Database

A small but real relational database engine, written from scratch in Swift. It implements the layers that sit underneath a SQL prompt — how bytes are laid out on disk, how pages are cached in memory, how rows and indexes are stored, how a query is turned into a plan and executed — and exposes them through an interactive sql shell.

It is built for learning. If you have used SQL but never seen what happens after you press enter, this codebase walks you down through every layer, with each layer small enough to read in one sitting.

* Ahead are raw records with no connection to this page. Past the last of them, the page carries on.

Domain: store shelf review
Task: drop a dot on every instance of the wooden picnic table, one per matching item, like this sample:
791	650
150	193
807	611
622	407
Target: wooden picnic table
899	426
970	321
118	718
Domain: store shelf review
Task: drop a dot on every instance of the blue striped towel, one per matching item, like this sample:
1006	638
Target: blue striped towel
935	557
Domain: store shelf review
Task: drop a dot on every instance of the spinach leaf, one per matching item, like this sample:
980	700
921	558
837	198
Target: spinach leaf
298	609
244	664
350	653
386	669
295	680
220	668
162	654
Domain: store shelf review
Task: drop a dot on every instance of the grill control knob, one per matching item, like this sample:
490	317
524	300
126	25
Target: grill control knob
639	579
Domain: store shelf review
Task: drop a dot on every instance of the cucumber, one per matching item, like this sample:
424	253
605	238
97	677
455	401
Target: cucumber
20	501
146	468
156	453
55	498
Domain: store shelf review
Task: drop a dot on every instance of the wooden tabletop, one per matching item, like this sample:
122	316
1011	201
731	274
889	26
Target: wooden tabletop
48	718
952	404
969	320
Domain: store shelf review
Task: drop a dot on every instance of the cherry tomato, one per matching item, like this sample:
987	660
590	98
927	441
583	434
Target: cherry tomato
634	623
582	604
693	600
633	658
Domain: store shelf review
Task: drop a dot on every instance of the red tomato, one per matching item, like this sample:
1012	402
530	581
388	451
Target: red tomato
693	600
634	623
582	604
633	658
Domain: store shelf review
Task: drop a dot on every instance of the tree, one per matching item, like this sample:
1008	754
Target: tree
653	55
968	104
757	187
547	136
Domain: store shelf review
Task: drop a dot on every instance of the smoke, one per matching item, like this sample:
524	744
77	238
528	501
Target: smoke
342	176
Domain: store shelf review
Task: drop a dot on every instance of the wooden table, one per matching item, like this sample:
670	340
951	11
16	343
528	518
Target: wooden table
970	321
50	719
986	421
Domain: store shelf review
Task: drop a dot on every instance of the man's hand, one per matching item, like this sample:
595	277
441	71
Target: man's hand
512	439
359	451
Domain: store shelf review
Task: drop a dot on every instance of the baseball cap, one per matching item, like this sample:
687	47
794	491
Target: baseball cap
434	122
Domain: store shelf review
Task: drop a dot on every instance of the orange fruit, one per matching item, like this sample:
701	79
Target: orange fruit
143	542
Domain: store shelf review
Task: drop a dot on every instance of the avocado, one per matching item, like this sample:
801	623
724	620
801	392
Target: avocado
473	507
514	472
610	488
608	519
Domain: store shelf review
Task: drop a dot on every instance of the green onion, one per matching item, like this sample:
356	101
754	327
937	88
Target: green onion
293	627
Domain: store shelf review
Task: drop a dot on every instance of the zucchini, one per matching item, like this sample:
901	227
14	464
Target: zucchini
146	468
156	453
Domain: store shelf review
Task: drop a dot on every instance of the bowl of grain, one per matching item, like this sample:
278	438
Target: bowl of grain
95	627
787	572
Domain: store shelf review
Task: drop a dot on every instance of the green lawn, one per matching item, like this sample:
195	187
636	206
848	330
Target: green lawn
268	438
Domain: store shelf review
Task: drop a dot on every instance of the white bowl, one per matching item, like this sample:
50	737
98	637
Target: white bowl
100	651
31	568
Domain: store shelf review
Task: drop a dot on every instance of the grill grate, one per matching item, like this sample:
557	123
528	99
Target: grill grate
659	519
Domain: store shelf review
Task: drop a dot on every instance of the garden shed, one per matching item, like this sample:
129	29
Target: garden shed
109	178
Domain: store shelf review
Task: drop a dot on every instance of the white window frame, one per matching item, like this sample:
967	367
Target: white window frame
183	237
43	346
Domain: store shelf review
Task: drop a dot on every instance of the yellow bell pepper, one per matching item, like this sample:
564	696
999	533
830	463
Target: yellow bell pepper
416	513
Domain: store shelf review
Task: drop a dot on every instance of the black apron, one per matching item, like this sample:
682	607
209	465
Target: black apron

Inspiration. The design follows the concepts taught in Database Systems on Modern CPU Architectures and Query Optimization at TU München (TUM): a buffer manager with a 2Q replacement policy, slotted pages with a free-space inventory, a B+-tree, external (on-disk) sorting, and the iterator/Volcano execution model. This is an independent Swift implementation of those ideas.

Quick start

Requirements: Swift 6.2+, macOS 13+ (Apple Silicon).

swift build            # build the library + the `sql` CLI
swift test             # run the test suite (132 tests)
swift run sql mydb     # open (or create) a database in ./mydb and start a REPL

A "database" is just a directory of files. Point the CLI at any path; it is created on first use.

$ swift run sql mydb
sql> CREATE TABLE users (id INTEGER, name CHAR(16), PRIMARY KEY (id));
CREATE TABLE
sql> INSERT INTO users VALUES (1, 'alice');
INSERT 1
sql> INSERT INTO users VALUES (2, 'bob');
INSERT 1
sql> SELECT id, name FROM users WHERE id = 1;
1,alice
sql> exit

Other ways to run it:

swift run sql mydb -c "SELECT * FROM users"   # run one statement and exit
swift run sql mydb -f script.sql              # run a file of ;-separated statements
swift run sql mydb --open-only                # fail if the database doesn't already exist

Documentation

API reference for every public type is published with DocC to GitHub Pages:

https://pauljohanneskraft.github.io/Database/documentation/database/

The landing page lists every public symbol grouped by kind, and each type links down to its members — so the whole API is reachable by clicking, no URL-guessing. The docs are rebuilt and redeployed on every push to main.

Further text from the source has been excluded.